Most of the participants (75%) had some experience using computers. There was no statistically significant difference in EMR usage between individuals with and without previous computing experience (P = 0.89) (Table 2). In contrast to these findings, Laerum et al. 28 found that computer illiteracy contributed to limited EMR among health workers. Similarly, Meinert and Peterson29 observed that limited computer literacy on the part of physicians contributed to resistance to EMR use. Most users in this study were not familiar with the touchscreen computers, which probably acted to somewhat cancel out their overall computing experience differences.

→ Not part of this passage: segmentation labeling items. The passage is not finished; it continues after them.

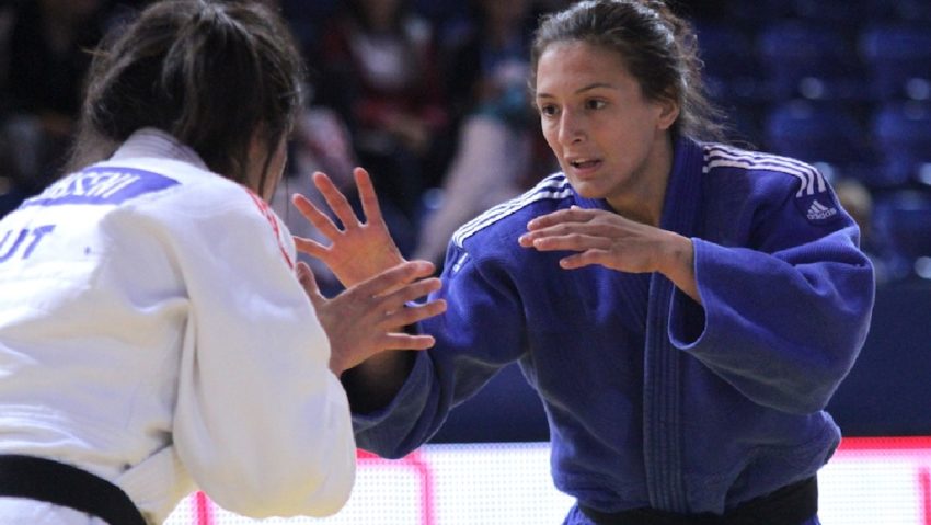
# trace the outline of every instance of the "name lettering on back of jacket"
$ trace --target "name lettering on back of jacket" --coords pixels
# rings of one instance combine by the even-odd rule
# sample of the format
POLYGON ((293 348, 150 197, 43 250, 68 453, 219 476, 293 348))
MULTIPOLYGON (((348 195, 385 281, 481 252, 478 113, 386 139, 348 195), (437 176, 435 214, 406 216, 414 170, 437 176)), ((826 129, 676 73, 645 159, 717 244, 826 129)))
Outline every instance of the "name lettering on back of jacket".
POLYGON ((129 198, 176 185, 179 182, 135 168, 91 167, 51 184, 23 203, 26 206, 64 204, 120 204, 129 198))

Effect of EMRs on the delivery of health services
The majority of respondents (n = 78/103; 676%) found EMRs to be faster and easier to use than paper-based records. Most respondents (84/108, 77.8%) felt that information was more accurate in the EMR system and that patients were attended to more quickly than with the paper-based records system. Eighty-three of 108 respondents (76.9%) indicated that the EMRs maintained privacy and security of patient information. Participants stated that EMRs enabled health workers to generate more accurate information, speed up access to patient information, and they expressed satisfaction with the reminders and warnings about important patient and prescription information. This reduced medical errors and improved decision-making for patient management. The use of EMRs also enabled clinicians to assess more patients within a shorter period of time. Giaedi30 found that the use of EMR systems reduced access time to patient records; EMRs also reduced costs related to paper consumption. EMR utilisation also reduced the pressure on the already limited number of health staff, as less time was spent retrieving records thereby freeing more time for patient management. Moreover, EMR usage increased patients’ satisfaction because patients were given quick, thorough and adequate information.30
Conclusions
This study investigated factors that affect the utilisation of EMR systems by health workers in Malawi particularly, at central hospitals. There was higher usage of EMRs at QECH compared to KCH, even though EMRs were first introduced at KCH. Short supplies of computers and inconvenient locations of EMR machines heavily affected EMR usage in some departments. Health workers still found EMRs to be quicker, more secure, and more accurate in aiding patient management compared to paper-based records. Electronic record-keeping enabled clinicians to consult more patients within a short period of time compared to paper records. EMRs also reduced healthcare staff workload, as less time was spent retrieving paper records. Age, gender, and previous computer experience had no effect on EMR usage frequency. However, the lack of EMR training and managerial support were among factors that negatively affected EMR uptake by healthcare workers. Educational level was also found to significantly influence EMR utilisation.
The overall attitude of health workers towards EMR usage was positive. The findings from this study may guide hospital management, system designers, installers, users and non-users on measures for improving the use of the EMRs to improve health service delivery. Future research will be required to address patient attitudes towards EMRs in this context and to address patients’ concerns related to the use of EMR systems in Malawi.
Acknowledgements
We would like to thank study participants at Queen Elizabeth and Kamuzu Central Hospitals for their willingness to take time out of their busy schedules to participate in this study. We also thank the David Livingstone Bicentenary Scholarship Programme for the financial support towards this project.
Competing interests
All authors declare that they have no competing interests related to this work.